Malia Obama juntou-se à atriz Shailene Woodley e outros num protesto contra a construção do oleoduto Dakota Acccess Pipeline

Dias depois de o pai abandonar a Casa Branca, Malia Obama surpreendeu ao juntar-se às centenas de norte-americanos que protestaram contra a decisão do novo presidente, Donald Trump, de avançar com a construção do oleoduto conhecido como Dakota Access Pipeline.

"Foi maravilhoso ver a Malia", frisou a atriz Shailene Woodley, uma das figuras mais ativas na luta por causas ambientais. "Foi fantástico testemunhar um ser humano e uma mulher a chegar-se à frente sozinha, a sair da sombra da família e da ligação que este país tem com ela, a escolher participar na democracia porque reconhece que, independentemente do apelido, se não participar na democracia não haverá mundo para os futuros filhos dela".

O Dakota Access Pipeline começou a ser construído há cerca de dois anos, mas foi suspenso pelo anterior presidente dos EUA, Barack Obama, depois de as autoridades terem chegado à conclusão de que era necessário aprofundar os estudos sobre o impacto ambiental.

Na primeira semana como presidente dos EUA, Trump deu ordens para que o projeto fosse retomado, motivo pelo qual recomeçaram também as manifestações, nomeadamente aquela em que Malia Obama marcou presença, no estado do Utah, e que juntou cerca de uma centena de pessoas na cidade de Park City.

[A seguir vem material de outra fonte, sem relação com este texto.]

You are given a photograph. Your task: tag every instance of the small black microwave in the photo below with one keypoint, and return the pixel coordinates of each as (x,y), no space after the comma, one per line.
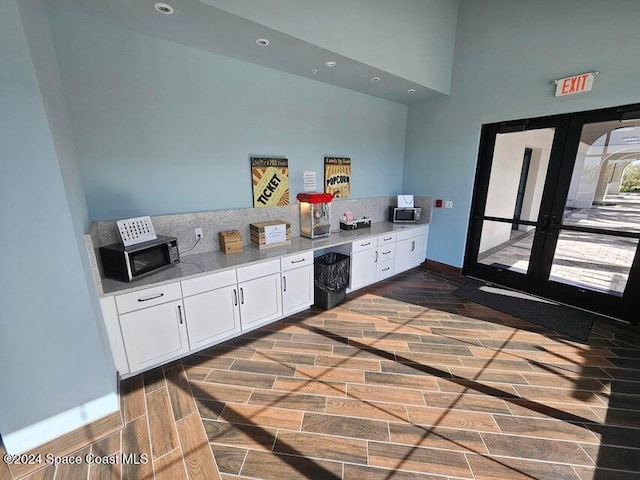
(127,263)
(404,214)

Nessa mesma cidade, a filha do ex-presidente dos EUA, de 18 anos, tem marcado presença em várias exibições e estreias no Festival de Cinema de Sundance, que tem estado a decorrer durante todo o mês.

Em fevereiro, Malia vai começar um estágio na conceituada The Weinstein Company - produtora de Harvey e Bob Weinstein - em Hollywood, antes de rumar à Universidade de Harvard, em setembro.